A partir desses horizontes, a autora orienta ainda acerca de dois movimentos do exercício profissional
realizado sob essas condições. No primeiro, temos a constituição de políticas sociais fragmentadas para
as quais o profissional é requisitado. Dessa forma, temos uma setorização das ações do serviço social,
que passa a direcionar sua intervenção para um público particular e específico. A setorização resulta em
intervenções também fragmentadas por parte do assistente social, o qual, cada vez mais, precisa usar
instrumentos e técnicas específicos para realizar uma intervenção igualmente particular e específica
junto às refrações da questão social.

Guerra (2010) nos coloca que essa fragmentação das ações em políticas sociais específicas resultam
na decomposição e na fragmentação dos problemas sociais, mas também conduzem a um controle
técnico e burocrata das ações dos assistentes sociais. Assim, os profissionais passam a ser orientados a
apresentar soluções dentro do espaço laboral para o qual são contratados. Isso confere a ideia de que
somente uma boa técnica de intervenção é suficiente para dar conta dos problemas sociais.

[...] operacionalização de medidas instrumentais de controle social, o


controle de técnicas e tecnologias sociais [...] manipulando racionalmente
os problemas sociais, prevenindo e canalizando a eclosão de tensões
para os canais institucionalizados estabelecidos oficialmente (GUERRA,
2010, p.135‑136)

Portanto, de acordo com essa ótica, assentada no racionalismo formal e abstrato, compete ao
assistente social, atuante nas políticas sociais, saber usar corretamente recursos, bem como as técnicas
que possui, e, somente dessa maneira, será possível controlar e administrar os problemas sociais com os
quais se relaciona. Isso impacta diretamente na constituição dos profissionais, que se veem obrigados a
dar respostas eficientes às demandas que lhes são apresentadas ou, como sintetiza a autora:

[...] previsibilidade e controle dos desequilíbrios funcionais do sistema,


racionalização e maximização dos recursos, normatização de procedimentos
técnicos, introdução de novas tecnologias, exigências de eficácias e eficiência
dos meios (materiais e culturais) destinados à reprodução ampliada do
capital, polivalência nas ações, interdisciplinaridade profissional (GUERRA,
2010, p. 137‑138).

Obviamente, os assistentes sociais atuantes em políticas sociais precisam conferir respostas às


situações que são apresentadas. Afinal, o que confere importância social à profissão é o fato de conseguir
atender às demandas.
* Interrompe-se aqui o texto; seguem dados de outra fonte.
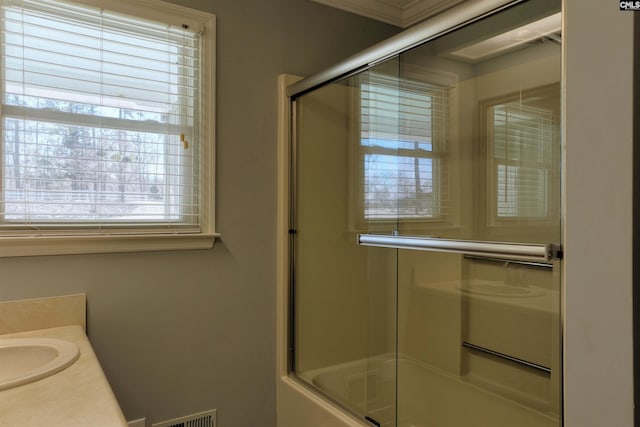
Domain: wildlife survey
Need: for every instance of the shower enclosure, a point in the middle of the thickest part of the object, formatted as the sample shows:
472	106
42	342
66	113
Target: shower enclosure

No entanto, é preciso saber que muitas das situações que o assistente social não
consegue sanar não provêm de sua incapacidade, mas sim por questões que estão além do seu controle.
Guerra (2010), no entanto, nos coloca que, apesar de sermos influenciados por essa racionalidade, sempre
precisamos ter em mente que os problemas sociais sob os quais nos debruçamos são gerados pelo
desenvolvimento capitalista. Somente dessa maneira podemos dar privilégio à criticidade em desfavor
desse excesso da racionalidade que se mostra presente dentro da categoria.
18
ESTRATÉGIAS EM SERVIÇO SOCIAL

A forma como é vista a realidade, sua interpretação, nos leva a construir uma representação de
nossa prática, uma autoimagem de nossa ação. Obviamente que tendo consciência de nossas ações,
precisamos sempre buscar reivindicar melhorias para o público, além de sempre lutar por manter e
ampliar condições dignas de trabalho. Isso também nos leva a buscar sempre qualificação permanente,
uma vez que são extremamente importantes “[...] informações, conhecimentos e habilidades que
o instrumentalize” (GUERRA, 2010, p. 157). Também é necessário que os assistentes sociais estejam
vinculados aos parâmetros defendidos pela sua categoria, uma vez que isso é importante para orientar
suas ações.

Saiba mais

Que tal ficar por dentro de todas as discussões da categoria? Isso é


extremamente importante para estar atualizado e também para orientar
a sua intervenção profissional. Para isso, acompanhe as discussões da
categoria que estão disponibilizadas no link a seguir:

<http://www.cfess.org.br>.

Guerra (2010) indica que a instrumentalidade é composta por níveis. Um desses níveis a ser alcançado
consistiria justamente na capacidade de o profissional articular as dimensões técnico‑instrumental,
teórico‑intelectual, ético‑política e formativa. Dessa maneira, outro nível possível seria alcançado
após essa junção dos vários aspectos, resultando na possibilidade de pôr em prática valores nobres da
profissão, conforme disposto na lei que regulamenta a profissão e no Código Profissional de Ética dos
Assistentes Sociais. Esses níveis só podem ser alcançados se o profissional buscar ir além da simples
razão instrumental.

Face ao exposto, a categoria profissional de serviço social atua com autonomia relativa, pois
sua função é atrelada a requisitos técnico‑instrumentais, burocracias e aspectos de manutenção da
ordem burguesa. No sentido em pauta, as inflexões do sistema capitalista junto às políticas sociais
trazem condicionantes para a configuração do exercício profissional, assim como outros aspectos
presentes na sociedade capitalista. Em contrapartida, cabe‑nos afirmar com veemência o horizonte do
projeto ético‑político da profissão, que visa à emancipação humana, se instrumentalizando, segundo
Montaño e Durigueto (2011), a partir do acúmulo teórico redigido pela categoria, também pelos
seus órgãos e espaços de regulamentação de categoria profissional, bem como as legislações tanto
da profissão quanto as que são necessárias à atuação profissional. Também busca sempre melhor
qualificar a sua intervenção visando à efetivação dos direitos sociais do público que atende.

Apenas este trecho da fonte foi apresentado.